Britische Patrioten zeigen Flagge – und werden attackiert

vor 11 Monaten

Britische Patrioten zeigen Flagge – und werden attackiert
Bildquelle: Tichys Einblick

Die Aktion namens „Operation Raise the Colours“ sorgt in Großbritannien für wilde Debatten auf Facebook und X: Über soziale Netzwerke rufen anonyme Initiatoren dazu auf, die englische Nationalflagge mit dem roten Georgskreuz möglichst sichtbar zu hissen – im eigenen Garten, an Häusern oder sogar an Laternenmasten. Hunderte Bürger beteiligen sich bereits, Fotos und Videos der wehenden Fahnen verbreiten sich rasant über Facebook und X.
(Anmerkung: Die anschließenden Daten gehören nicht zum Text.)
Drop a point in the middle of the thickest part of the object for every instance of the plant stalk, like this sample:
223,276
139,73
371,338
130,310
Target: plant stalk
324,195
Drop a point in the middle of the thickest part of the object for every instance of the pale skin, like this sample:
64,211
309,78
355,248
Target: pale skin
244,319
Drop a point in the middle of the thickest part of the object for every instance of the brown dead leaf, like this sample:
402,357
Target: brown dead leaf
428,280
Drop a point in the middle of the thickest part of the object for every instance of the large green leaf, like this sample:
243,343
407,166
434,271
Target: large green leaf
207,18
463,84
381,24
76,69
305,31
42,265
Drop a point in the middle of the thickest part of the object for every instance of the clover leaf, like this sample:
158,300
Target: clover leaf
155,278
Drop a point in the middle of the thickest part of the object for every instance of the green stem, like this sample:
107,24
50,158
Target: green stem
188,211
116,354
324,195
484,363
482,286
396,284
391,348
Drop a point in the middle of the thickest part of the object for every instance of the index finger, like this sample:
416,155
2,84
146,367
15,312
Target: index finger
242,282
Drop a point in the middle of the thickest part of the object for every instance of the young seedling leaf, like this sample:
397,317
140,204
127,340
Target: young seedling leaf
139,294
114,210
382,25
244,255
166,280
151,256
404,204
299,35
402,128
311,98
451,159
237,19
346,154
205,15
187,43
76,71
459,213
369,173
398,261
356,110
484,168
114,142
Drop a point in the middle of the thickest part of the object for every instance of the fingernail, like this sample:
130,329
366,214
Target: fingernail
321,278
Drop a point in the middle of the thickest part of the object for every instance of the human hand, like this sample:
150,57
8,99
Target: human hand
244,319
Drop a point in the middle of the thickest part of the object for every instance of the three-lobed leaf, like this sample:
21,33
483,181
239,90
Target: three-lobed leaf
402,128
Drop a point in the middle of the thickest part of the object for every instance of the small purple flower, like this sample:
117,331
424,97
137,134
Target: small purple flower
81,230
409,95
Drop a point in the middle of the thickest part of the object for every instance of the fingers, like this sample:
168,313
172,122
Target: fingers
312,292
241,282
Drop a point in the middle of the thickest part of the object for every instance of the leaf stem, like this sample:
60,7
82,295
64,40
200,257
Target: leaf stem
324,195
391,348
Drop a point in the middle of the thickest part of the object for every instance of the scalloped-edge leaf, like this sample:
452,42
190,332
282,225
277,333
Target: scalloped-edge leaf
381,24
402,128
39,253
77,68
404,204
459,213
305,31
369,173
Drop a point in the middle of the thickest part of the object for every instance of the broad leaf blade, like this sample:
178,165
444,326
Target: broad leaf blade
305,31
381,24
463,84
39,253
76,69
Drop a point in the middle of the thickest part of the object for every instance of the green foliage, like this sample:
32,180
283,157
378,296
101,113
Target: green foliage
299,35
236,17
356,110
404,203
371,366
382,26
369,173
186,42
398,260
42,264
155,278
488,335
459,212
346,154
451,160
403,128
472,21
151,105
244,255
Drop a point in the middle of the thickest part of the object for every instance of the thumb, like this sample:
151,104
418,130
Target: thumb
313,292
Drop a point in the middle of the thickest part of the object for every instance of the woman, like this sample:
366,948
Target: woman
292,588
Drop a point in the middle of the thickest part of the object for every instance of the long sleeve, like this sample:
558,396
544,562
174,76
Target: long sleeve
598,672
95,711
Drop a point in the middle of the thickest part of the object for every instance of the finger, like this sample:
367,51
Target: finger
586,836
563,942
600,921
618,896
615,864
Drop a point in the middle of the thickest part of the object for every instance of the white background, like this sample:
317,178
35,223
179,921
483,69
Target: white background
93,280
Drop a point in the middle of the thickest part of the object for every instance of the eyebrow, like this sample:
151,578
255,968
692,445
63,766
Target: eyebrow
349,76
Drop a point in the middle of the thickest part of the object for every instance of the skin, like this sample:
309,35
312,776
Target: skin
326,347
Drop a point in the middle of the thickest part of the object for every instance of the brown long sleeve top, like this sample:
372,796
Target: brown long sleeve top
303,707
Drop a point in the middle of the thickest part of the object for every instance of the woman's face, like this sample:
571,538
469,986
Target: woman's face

Die Initiative geht mit bemerkenswertem Elan vor: In Birmingham mieteten Unterstützer sogar einen Lastwagen mit Arbeitsbühne, um Fahnen besonders hoch zu platzieren. Andernorts wurden Straßen, Zebrastreifen oder Kreisverkehre heimlich mit dem Georgskreuz bemalt. Mehrere Kommunen, darunter Bradford, Norwich und die Isle of Wight, ließen die Flaggen umgehend wieder entfernen und erklärten, das öffentliche Hissen ohne Genehmigung sei unzulässig.

Doch während die Organisatoren betonen, es handle sich um eine unpolitische, rein patriotische Aktion, haben Kritiker Zweifel daran – sie verweisen darauf, dass Unterstützer des verurteilten Rechtsextremisten Tommy Robinson die Kampagne massiv bewerben, ebenso Sympathisanten der rechtspopulistischen „Reform“-Partei um Nigel Farage. In Städten, in denen deren Vertreter im Rat sitzen, bleiben die Fahnen häufig unbeanstandet hängen.